What does “flattering” really mean?: “To me, flattering is another form of size policing and body fascism.” I don’t entirely agree with this piece at Persephone—I use the word flattering to mean I look how I want to look, and sometimes that absolutely includes concealing certain parts and highlighting others, which, you know, conforms to beauty standards. But the article is thought-provoking, and I know that I make a point to never use “flattering” as code for “It makes you look thinner” when talking to someone else. (So why use it for myself? Hmm.)
Books abound!: Congratulations to Elissa at Dress With Courage for her soon-to-be-published Thrifting 101, and to Kjerstin Gruys, who just signed with Penguin to publish a book about her year without mirrors. Excellent, excellent!

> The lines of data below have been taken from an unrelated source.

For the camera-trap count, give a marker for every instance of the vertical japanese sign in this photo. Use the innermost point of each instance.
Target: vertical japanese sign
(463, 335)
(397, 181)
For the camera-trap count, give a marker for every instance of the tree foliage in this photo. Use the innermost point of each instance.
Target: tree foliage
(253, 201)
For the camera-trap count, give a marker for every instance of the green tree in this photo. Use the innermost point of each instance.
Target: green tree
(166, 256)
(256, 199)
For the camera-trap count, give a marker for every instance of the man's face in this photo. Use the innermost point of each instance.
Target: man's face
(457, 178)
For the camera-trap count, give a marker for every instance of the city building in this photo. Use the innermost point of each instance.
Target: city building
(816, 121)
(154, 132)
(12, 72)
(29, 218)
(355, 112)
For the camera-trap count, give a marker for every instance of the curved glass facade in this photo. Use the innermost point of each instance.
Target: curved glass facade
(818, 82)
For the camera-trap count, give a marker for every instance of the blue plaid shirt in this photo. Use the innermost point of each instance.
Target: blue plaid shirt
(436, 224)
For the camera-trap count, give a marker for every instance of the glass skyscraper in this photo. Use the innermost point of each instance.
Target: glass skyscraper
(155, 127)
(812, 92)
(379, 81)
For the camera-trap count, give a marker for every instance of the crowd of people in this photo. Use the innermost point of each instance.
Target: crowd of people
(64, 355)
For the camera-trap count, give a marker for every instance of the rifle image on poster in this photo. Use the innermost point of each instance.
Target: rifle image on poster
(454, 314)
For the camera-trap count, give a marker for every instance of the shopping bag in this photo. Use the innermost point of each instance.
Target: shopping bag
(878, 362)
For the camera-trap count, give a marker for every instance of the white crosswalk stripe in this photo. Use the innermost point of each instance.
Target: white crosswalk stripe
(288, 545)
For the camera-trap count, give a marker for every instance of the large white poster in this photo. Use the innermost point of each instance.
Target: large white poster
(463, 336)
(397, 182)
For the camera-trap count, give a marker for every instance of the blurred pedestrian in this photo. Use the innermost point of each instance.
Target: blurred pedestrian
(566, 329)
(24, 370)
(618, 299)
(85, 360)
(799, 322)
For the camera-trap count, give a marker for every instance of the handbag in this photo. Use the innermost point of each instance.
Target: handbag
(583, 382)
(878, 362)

More of me: Don’t believe a word you read about me in Us magazine, the damned vultures. Instead, read these two interviews with me from two excellent organizations: Ma’yan, a research and education nonprofit examining identity issues facing Jewish girls, and Radar Productions, a literary nonprofit founded by Michelle Tea focused on giving voice to LGBTQ experiences. I don’t blog much about blogging, because I gather that’s not what you’re here for, but if you’re curious to know more about my thinking on what goes on The Beheld you may find them interesting.
Podcasting: Sally McGraw for Strong, Sexy & Stylish leads a discussion on the connection between looking great and feeling confident. She’s pretty much the master of demonstrating why looking your best is a beginning, not an ending, to being your best self, so tune in, eh?
Comfort and style: Decoding Dress continues her series on discomfort and fashion by engaging with readers’ comments to surge toward a thesis of fashion and comfort as social control. (Have I mentioned lately how much I think you all should be reading her?)
Have you ever seen a dermatologist?: Courtney at Those Graces asks why we’re more willing to cover up our skin than to fix it. Yes, “fix” is a loaded term, but the point is that plenty of women spend money on concealers and foundations instead of going to a dermatologist, when really, if you have a genuine skin problem, that’s where you should be going. Is it the paperwork? The hassle? The fact that it’s less fun to visit a doctor than play at Sephora?
Like, layperson linguistics, totally: How does your voice influence the ways people think of you? A Valley girl thoughtfully shares her story.